Master Documents and Subdocuments
A master document lets you manage large documents, such as a book with many chapters. The master document can be seen as a container for individual LibreOffice Writer files. The individual files are called subdocuments.
Characteristics of Master Documents
- When you print a master document, the contents of all subdocuments, indexes, and any text that you entered are printed.
- You can create a table of contents and index in the master document for all of the subdocuments.
- Styles that are used in subdocuments, such as new paragraph styles, are automatically imported into the master document.
- When viewing the master document, styles that are already present in the master document take precedence over styles with the same name that are imported from subdocuments.

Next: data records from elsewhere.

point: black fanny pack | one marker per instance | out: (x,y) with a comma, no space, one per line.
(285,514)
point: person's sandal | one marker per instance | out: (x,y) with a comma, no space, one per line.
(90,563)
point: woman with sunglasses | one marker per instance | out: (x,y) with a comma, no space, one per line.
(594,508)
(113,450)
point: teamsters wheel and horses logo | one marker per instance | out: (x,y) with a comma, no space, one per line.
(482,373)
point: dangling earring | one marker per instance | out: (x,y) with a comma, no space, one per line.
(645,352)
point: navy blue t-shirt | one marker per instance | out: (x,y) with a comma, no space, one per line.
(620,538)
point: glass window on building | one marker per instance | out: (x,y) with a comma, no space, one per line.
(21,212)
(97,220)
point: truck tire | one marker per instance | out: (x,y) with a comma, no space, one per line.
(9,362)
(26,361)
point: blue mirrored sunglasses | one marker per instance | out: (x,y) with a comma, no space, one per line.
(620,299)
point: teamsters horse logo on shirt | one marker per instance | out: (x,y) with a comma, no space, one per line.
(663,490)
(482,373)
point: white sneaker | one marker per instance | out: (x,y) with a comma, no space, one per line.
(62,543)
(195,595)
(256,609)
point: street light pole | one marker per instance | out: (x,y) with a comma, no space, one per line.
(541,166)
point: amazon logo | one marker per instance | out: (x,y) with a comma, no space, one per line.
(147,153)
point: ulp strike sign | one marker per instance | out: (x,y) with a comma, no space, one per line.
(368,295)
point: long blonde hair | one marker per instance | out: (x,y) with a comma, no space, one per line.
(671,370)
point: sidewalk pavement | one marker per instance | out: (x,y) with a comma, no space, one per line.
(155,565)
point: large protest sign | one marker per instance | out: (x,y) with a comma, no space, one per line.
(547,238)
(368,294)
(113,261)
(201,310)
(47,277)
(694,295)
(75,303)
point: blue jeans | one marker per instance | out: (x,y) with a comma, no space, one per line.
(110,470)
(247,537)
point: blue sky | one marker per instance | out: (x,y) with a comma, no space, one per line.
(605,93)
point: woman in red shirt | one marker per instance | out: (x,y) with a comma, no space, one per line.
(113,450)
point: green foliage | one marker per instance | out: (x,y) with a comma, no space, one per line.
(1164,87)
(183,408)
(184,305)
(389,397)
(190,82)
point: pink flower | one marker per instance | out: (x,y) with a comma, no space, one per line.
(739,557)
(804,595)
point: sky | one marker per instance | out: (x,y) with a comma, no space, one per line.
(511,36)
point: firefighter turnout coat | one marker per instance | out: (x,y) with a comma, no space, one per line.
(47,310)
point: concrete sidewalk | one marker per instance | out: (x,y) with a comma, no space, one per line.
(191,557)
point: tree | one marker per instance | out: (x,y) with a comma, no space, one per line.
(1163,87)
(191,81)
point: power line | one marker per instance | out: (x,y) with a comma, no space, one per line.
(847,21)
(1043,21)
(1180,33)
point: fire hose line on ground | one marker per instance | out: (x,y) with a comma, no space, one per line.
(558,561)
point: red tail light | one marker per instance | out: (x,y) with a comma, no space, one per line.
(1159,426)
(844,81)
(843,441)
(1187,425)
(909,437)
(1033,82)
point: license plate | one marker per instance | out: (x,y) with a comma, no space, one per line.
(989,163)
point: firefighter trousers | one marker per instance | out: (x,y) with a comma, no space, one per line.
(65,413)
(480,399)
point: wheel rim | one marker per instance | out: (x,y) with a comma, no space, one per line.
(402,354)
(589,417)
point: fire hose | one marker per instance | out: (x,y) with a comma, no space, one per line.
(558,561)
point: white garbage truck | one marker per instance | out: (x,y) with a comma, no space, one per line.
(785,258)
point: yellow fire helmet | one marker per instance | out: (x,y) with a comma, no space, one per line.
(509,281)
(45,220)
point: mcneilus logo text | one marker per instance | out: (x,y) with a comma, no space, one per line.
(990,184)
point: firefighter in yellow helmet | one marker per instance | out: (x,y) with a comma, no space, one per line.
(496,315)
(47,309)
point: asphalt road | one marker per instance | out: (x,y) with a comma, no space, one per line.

- Subdocuments never get changed by changes made to the master document.
Example of Using Styles
A master document master.odm consists of some text and links to the subdocuments sub1.odt and sub2.odt. In each subdocument a new paragraph style with the same name Style1 is defined and used, and the subdocuments are saved.
When you save the master document, the styles from the subdocuments are imported into the master document. First, the new style Style1 from the sub1.odt is imported. Next, the new styles from sub2.odt will be imported, but as Style1 now already is present in the master document, this style from sub2.odt will not be imported.
In the master document you now see the new style Style1 from the first subdocument. All Style1 paragraphs in the master document will be shown using the Style1 attributes from the first subdocument. However, the second subdocument by itself will not be changed. You see the Style1 paragraphs from the second subdocument with different attributes, depending whether you open the sub2.odt document by itself or as part of the master document.